Edward Stachura, an IDA board member, said those new jobs and the additional economic activity that they will generate – estimated at more than $68 million – make the tax breaks worthwhile.

“These developments are investments,” Stachura said, noting that even with the tax breaks, the project is expected to generate almost $368,000 in additional tax revenue for local schools and municipalities during the 10-year period covered by the incentives. “The return on that investment over the lifetime is more than 27 times” the value of the tax breaks, he said.

The scope of the Fidelis project, and the 385 jobs the health insurer expects to create, enabled it to qualify for the most lucrative incentive package available to local businesses. Those incentives span 10 years, rather than the seven years covered by most tax break packages, and Fidelis also has a more favorable tax abatement schedule that will allow it to make no payments for the first seven years of the deal.

“This is a level very few companies can achieve, and they did,” Allen said. “It has to be a company that’s creating a boatload of jobs to qualify.”

While the IDA approved the tax breaks in a unanimous vote, agency Chairman Fredrick A. Vilonen expressed concern that the enhanced tax break package that is part of the standard guidelines that all of the IDAs in Erie County follow might be too generous, especially by allowing companies to reap 100 percent tax breaks during the first seven years.

“There are too many zeroes in there in the early years,” he said.

The IDA property tax incentives apply to any buildings and improvements that are part of the project. The companies still pay full taxes on the assessed value of the land and must pay any special district taxes and assessments. The vacant land at 490 CrossPoint Parkway currently generates $9,850 in town, county and school taxes each year.
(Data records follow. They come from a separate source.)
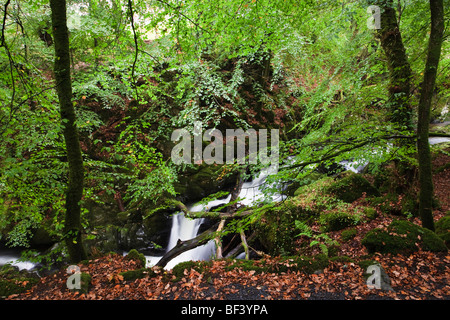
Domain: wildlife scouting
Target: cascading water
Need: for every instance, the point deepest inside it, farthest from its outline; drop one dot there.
(184, 228)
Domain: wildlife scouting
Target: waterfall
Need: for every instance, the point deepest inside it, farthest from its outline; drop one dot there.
(184, 228)
(11, 256)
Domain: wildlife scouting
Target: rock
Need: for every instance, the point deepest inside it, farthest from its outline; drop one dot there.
(351, 187)
(337, 221)
(377, 278)
(402, 236)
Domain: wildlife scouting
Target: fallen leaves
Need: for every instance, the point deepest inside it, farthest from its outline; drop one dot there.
(338, 281)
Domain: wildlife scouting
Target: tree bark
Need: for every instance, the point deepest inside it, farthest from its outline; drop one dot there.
(423, 146)
(400, 109)
(74, 192)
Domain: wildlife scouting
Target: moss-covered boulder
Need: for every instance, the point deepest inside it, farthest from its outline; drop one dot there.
(337, 221)
(195, 184)
(276, 229)
(402, 236)
(133, 254)
(442, 227)
(352, 187)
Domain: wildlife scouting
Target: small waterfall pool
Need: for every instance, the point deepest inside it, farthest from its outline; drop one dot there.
(184, 228)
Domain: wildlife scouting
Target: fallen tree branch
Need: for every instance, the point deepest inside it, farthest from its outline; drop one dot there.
(183, 246)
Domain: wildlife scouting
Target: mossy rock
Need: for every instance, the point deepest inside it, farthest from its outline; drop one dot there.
(85, 283)
(402, 236)
(442, 227)
(337, 221)
(310, 178)
(370, 213)
(133, 254)
(352, 187)
(276, 228)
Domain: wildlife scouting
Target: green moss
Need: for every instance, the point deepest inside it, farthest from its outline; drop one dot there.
(370, 213)
(348, 234)
(133, 254)
(85, 283)
(337, 221)
(276, 227)
(352, 187)
(402, 236)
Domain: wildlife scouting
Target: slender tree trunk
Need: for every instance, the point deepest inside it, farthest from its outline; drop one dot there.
(400, 110)
(423, 146)
(74, 190)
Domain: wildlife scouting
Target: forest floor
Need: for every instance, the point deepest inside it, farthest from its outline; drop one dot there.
(417, 276)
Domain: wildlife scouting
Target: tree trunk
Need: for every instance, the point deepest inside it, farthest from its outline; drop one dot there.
(183, 246)
(423, 146)
(74, 192)
(400, 110)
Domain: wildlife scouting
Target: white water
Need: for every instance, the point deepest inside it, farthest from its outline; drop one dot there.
(184, 228)
(11, 257)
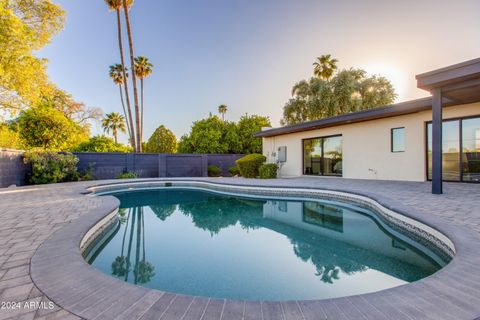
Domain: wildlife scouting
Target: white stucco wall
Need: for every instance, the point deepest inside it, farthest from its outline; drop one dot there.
(366, 145)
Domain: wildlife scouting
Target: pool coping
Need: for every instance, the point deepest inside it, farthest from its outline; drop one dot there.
(60, 272)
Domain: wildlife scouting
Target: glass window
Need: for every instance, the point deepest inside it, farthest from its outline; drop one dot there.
(322, 156)
(332, 156)
(471, 149)
(451, 150)
(312, 149)
(398, 139)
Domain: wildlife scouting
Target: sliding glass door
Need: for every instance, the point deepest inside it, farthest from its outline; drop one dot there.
(471, 149)
(323, 156)
(461, 150)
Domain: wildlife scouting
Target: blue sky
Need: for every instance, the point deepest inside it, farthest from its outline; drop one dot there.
(248, 54)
Even with the tax breaks, those payments will generate an average of more than $46,600 per year in tax revenues once the project is completed. Allen said construction could begin in about a month.

During a public hearing on the project, resident Jud Payne wondered whether Fidelis Care would proceed with the project even without the tax breaks.
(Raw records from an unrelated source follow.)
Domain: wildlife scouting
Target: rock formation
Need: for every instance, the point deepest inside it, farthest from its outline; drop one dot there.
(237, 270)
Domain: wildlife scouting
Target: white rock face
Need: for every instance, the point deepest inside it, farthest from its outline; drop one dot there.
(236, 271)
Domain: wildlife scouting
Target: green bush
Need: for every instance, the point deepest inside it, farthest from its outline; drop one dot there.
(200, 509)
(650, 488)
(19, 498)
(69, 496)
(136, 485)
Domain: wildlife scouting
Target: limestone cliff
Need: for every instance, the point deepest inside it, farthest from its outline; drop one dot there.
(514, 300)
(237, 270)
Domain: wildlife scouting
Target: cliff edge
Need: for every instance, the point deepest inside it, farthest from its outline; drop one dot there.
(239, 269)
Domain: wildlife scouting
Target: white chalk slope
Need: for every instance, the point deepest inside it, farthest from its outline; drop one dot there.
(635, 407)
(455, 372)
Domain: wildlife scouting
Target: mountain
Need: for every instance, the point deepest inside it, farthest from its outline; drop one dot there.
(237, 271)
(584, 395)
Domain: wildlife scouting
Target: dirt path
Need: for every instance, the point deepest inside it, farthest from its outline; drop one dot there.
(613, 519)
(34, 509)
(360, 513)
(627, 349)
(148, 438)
“I’m of the opinion they’re going to come here either way. It’s a done deal. They’re already here,” he said. “I think it’s ridiculous for an insurance company to ask for this. They don’t need it.”

But Peter A. Sayadoff, the director of Uniland’s capital markets group, said the Fidelis project was far from a done deal.

“The abatement program that’s provided, in many cases, just gets us even. There was a real chance of them not expanding here,” he said. “You may think this is all a farce. It isn’t. This is not a done deal.”

Fidelis Care opened its current 90,000-square-foot office after receiving $2.9 million in tax breaks through the Amherst IDA. At the time, Fidelis said it expected to create nearly 140 new jobs with its expansion, but the company has exceeded that job projection by more than 70 positions.

Fidelis officials said the latest Amherst expansion will help the company accommodate additional growth and make its operations more efficient by allowing the insurer to tailor its larger local office to meet its needs.